11 de julho de 2026
Regional

'Padre Mário' aguarda posse hoje na Prefeitura de Barra Bonita

Ricardo Santana
| Tempo de leitura: 2 min

Barra Bonita - O padre Mário Donizeti Floriano Teixeira (PT) foi diplomado como prefeito de Barra Bonita (68 quilômetros a sudeste de Bauru) ontem pela Justiça Eleitoral, às 16h45. Para que ele assuma a prefeitura ainda é necessário que a Câmara Municipal de Barra Bonita seja oficiada pela Justiça Eleitoral para proceder à posse do novo prefeito e do vice, Marcos Valdomiro Ribeiro do Prado, também diplomado ontem.

O presidente do Legislativo municipal, o vereador Constantino Antônio Frollini (PSDB) não foi encontrado ontem em Barra Bonita para ser notificado da diplomação. Depois de notificado, ele tem até 24 horas para convocar uma sessão extraordinária para dar posse ao novo prefeito, explicou, ontem, Vanderlei Calvo, advogado da Câmara Municipal de Barra Bonita. Calvo informou que Frollini estaria em Campinas.

Um fato curioso é que a prefeitura da cidade estava a cargo do presidente da Câmara como define a Lei Orgânica do Município.

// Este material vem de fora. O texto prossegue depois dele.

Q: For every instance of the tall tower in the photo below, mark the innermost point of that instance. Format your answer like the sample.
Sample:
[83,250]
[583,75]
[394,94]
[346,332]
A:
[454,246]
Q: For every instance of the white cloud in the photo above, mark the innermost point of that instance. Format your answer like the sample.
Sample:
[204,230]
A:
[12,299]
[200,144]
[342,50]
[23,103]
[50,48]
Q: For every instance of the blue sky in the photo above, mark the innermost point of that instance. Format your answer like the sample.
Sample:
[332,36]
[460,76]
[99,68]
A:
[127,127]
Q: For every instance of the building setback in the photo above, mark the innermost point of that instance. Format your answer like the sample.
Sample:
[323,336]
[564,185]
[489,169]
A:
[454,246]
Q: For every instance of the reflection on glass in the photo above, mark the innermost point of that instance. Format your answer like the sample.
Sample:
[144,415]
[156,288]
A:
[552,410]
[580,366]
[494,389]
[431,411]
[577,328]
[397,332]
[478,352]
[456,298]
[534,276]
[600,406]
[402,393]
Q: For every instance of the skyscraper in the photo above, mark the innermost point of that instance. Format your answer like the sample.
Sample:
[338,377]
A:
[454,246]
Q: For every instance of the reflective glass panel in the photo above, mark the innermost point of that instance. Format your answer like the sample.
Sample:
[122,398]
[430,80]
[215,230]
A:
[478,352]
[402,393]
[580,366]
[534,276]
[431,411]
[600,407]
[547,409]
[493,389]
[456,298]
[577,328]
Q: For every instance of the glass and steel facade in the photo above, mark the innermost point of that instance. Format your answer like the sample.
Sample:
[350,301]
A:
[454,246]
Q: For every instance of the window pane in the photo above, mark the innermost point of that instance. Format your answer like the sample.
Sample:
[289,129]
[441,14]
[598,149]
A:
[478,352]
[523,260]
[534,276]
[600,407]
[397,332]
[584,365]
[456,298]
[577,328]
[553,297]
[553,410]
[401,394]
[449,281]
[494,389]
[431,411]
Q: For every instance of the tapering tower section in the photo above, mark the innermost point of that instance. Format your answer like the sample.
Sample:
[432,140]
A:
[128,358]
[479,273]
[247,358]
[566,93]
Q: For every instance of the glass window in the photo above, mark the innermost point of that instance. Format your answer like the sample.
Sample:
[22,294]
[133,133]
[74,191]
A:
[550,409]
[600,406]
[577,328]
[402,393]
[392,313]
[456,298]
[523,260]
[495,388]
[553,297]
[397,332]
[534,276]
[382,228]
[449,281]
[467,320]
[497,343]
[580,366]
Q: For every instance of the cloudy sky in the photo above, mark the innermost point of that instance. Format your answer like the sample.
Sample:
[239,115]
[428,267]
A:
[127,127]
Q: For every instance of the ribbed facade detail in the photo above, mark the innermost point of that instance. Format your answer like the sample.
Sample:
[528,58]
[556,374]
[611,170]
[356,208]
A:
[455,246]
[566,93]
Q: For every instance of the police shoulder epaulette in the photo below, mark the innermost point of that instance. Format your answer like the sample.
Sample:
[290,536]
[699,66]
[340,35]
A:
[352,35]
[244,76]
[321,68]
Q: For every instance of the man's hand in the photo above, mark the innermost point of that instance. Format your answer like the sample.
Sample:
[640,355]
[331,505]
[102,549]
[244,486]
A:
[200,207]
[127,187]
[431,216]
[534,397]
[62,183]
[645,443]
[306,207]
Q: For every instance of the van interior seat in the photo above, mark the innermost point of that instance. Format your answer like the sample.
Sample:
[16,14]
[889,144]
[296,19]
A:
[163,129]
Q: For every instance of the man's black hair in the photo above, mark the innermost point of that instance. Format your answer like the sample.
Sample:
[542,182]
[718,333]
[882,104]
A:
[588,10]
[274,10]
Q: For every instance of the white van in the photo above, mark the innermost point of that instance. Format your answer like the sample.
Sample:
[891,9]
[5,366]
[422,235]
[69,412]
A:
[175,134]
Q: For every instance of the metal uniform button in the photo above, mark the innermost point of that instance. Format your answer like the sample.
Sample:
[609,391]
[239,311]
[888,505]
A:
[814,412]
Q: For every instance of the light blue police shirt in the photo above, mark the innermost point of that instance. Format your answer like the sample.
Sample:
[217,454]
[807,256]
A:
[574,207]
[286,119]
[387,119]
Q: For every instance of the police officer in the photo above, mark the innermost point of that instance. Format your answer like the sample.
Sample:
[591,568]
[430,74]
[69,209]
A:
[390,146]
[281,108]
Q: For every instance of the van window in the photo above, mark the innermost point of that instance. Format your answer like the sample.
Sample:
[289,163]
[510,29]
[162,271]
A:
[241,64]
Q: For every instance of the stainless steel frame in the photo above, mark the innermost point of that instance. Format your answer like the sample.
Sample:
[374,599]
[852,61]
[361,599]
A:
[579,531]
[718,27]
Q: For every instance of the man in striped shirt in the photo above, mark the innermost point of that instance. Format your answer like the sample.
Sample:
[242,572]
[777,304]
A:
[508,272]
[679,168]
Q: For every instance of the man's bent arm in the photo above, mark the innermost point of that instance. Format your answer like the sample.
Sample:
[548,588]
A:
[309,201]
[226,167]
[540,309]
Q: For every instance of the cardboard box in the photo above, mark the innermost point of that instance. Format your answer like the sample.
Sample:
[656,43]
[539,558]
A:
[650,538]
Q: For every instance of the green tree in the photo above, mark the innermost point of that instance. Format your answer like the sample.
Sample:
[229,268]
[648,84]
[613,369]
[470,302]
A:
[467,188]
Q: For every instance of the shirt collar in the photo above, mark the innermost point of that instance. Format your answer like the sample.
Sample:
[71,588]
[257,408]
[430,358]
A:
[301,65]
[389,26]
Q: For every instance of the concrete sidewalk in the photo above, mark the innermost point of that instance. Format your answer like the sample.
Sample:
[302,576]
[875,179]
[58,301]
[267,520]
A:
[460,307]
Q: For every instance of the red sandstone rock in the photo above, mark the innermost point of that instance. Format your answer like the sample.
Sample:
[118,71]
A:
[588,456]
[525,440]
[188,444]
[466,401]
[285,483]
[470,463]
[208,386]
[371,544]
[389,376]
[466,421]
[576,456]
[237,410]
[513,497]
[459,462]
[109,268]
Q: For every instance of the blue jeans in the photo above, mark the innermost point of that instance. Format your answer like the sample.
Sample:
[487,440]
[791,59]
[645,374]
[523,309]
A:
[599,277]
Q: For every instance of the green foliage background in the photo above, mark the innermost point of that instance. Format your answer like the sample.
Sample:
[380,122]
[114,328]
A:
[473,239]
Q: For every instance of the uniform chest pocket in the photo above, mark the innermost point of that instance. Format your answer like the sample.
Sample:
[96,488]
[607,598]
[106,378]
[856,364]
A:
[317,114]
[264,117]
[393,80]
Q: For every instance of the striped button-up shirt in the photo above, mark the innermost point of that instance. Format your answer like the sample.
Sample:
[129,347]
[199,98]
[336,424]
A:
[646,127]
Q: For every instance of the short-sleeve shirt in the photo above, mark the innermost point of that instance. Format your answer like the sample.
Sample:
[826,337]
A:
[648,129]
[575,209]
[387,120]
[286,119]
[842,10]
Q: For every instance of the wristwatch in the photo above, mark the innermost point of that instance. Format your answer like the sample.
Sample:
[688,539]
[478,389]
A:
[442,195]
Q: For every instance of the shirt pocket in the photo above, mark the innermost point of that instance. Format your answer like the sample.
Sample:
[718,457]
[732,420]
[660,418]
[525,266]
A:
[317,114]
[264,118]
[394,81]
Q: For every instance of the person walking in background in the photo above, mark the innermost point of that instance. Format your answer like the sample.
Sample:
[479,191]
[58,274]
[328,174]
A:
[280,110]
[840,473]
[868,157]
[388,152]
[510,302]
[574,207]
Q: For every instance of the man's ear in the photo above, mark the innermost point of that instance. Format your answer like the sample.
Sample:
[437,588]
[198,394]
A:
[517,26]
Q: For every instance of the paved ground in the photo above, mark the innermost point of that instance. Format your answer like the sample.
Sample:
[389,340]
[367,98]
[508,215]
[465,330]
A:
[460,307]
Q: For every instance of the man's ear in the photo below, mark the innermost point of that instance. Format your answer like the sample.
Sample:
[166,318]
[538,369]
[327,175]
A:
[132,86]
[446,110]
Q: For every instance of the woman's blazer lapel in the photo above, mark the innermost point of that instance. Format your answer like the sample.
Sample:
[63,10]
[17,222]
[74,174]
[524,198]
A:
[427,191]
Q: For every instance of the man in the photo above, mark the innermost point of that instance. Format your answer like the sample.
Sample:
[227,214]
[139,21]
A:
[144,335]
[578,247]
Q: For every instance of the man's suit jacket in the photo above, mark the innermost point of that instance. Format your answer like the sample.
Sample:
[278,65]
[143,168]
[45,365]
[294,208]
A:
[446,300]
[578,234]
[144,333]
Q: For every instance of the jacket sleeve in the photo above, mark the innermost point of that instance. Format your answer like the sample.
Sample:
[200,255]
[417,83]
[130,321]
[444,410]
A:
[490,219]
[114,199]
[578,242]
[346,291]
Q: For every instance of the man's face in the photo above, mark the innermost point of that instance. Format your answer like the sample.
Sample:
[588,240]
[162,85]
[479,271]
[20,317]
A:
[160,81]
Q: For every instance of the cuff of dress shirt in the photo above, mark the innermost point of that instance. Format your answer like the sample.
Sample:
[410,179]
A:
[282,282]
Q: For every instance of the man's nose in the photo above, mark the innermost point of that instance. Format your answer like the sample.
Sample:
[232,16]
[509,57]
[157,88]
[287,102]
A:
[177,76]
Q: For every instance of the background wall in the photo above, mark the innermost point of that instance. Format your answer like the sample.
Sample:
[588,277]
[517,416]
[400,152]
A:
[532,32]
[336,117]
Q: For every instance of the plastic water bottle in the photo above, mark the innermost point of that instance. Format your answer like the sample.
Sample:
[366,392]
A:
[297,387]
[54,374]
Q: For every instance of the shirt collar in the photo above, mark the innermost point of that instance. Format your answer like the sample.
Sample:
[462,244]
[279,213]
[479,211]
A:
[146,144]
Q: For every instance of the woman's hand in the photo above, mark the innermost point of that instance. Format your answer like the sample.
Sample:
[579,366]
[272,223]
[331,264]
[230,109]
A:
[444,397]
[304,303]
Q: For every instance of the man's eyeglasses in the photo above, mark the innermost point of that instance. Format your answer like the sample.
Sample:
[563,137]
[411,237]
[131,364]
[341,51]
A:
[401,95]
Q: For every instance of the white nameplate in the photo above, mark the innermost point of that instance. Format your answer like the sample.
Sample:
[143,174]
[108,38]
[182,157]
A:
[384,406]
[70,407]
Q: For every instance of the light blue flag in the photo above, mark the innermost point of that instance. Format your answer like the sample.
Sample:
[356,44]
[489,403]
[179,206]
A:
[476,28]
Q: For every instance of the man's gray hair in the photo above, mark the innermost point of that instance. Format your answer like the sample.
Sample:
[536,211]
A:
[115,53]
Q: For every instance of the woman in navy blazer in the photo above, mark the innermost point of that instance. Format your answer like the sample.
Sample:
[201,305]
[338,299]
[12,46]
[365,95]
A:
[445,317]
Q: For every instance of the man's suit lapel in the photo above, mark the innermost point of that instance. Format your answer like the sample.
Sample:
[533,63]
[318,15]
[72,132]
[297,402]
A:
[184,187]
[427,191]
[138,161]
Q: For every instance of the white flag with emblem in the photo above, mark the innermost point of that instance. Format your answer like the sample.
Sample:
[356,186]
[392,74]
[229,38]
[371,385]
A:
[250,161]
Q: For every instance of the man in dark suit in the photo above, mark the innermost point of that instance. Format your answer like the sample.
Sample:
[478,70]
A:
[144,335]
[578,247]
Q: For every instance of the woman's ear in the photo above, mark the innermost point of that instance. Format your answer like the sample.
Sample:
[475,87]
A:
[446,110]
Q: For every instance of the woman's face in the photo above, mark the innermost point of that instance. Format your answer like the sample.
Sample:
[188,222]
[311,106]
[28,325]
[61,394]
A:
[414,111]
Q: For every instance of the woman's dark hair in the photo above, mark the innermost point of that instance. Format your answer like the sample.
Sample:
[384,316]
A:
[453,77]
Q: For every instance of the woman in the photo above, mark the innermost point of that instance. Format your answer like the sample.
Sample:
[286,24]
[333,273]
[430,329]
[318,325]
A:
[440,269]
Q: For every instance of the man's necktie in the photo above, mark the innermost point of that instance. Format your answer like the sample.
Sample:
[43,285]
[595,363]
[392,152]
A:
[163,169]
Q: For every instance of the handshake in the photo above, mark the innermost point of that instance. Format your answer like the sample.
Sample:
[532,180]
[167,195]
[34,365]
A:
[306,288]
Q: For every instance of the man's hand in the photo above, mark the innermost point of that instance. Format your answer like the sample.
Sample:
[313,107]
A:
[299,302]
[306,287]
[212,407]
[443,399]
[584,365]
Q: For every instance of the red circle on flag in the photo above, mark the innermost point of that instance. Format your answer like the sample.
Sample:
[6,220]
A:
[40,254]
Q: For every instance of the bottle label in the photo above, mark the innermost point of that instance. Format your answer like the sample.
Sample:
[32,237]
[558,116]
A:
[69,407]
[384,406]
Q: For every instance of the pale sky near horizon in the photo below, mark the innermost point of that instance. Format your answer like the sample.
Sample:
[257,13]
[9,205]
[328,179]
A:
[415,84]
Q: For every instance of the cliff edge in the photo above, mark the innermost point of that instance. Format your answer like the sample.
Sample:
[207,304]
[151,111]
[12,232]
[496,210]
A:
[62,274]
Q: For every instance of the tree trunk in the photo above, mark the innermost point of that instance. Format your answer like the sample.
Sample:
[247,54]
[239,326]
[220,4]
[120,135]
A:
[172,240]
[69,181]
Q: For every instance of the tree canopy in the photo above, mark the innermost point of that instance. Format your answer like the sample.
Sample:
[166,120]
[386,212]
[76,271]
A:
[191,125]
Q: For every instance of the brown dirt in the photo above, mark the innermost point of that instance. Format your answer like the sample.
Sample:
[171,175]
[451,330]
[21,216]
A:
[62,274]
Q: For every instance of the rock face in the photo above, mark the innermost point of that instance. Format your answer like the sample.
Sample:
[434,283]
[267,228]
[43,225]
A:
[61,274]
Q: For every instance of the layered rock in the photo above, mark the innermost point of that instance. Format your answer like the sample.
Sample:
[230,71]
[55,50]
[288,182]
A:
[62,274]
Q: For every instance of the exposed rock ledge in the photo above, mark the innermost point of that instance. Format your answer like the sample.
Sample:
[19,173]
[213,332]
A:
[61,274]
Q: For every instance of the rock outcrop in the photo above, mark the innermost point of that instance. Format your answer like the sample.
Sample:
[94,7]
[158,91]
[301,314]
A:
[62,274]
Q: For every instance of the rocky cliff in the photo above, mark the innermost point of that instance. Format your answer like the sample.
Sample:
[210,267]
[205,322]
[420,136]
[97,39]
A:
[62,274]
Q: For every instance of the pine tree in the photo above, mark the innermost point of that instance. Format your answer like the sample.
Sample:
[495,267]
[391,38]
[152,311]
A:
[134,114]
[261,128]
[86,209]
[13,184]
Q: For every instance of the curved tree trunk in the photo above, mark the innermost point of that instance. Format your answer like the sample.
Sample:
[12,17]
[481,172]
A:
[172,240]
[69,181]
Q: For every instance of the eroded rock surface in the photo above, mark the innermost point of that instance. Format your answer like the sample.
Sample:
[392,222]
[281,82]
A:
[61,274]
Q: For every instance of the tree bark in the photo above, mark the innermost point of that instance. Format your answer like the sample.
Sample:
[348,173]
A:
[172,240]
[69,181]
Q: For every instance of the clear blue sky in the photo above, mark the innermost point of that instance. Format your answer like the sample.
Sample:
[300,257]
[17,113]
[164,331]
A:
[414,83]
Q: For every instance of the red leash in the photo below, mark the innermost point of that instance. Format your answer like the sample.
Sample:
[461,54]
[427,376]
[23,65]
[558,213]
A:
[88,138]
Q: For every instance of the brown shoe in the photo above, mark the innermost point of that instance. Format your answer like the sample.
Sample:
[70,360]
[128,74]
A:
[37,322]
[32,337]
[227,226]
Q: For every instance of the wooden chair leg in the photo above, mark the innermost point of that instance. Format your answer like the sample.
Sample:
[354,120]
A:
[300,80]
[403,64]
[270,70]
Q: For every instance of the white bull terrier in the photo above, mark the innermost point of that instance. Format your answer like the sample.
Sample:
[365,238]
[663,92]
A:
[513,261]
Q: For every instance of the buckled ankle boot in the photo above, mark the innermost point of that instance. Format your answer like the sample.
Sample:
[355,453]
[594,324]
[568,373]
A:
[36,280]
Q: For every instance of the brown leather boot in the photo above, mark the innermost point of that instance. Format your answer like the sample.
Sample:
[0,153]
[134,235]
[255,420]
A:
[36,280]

O prefeito eleito da Estância Turística de Barra Bonita, Dimas de Sales Paiva (PSDB), teve sua diplomação cassada, anteontem, por decisão da Justiça Eleitoral, acusado de compra de votos na eleição de outubro de 2004. Ontem, ele já não estava mais no cargo cumprindo a sentença do juiz José Claudio Domingues Moreira, da 200.ª Zona Eleitoral da Comarca de Barra Bonita. O despacho do juiz determinou o imediato afastamento de Paiva e a posse do segundo colocado nas eleições em 4 de outubro de 2004.

O advogado Henrique Gonçalves de Oliveira, que defende o médico Dimas de Sales Paiva (PSDB) garantiu ontem que a defesa entrará hoje com uma ação junto ao Tribunal Regional Eleitoral de São Paulo pedindo a suspensão da sentença que cassou a diplomação do tucano.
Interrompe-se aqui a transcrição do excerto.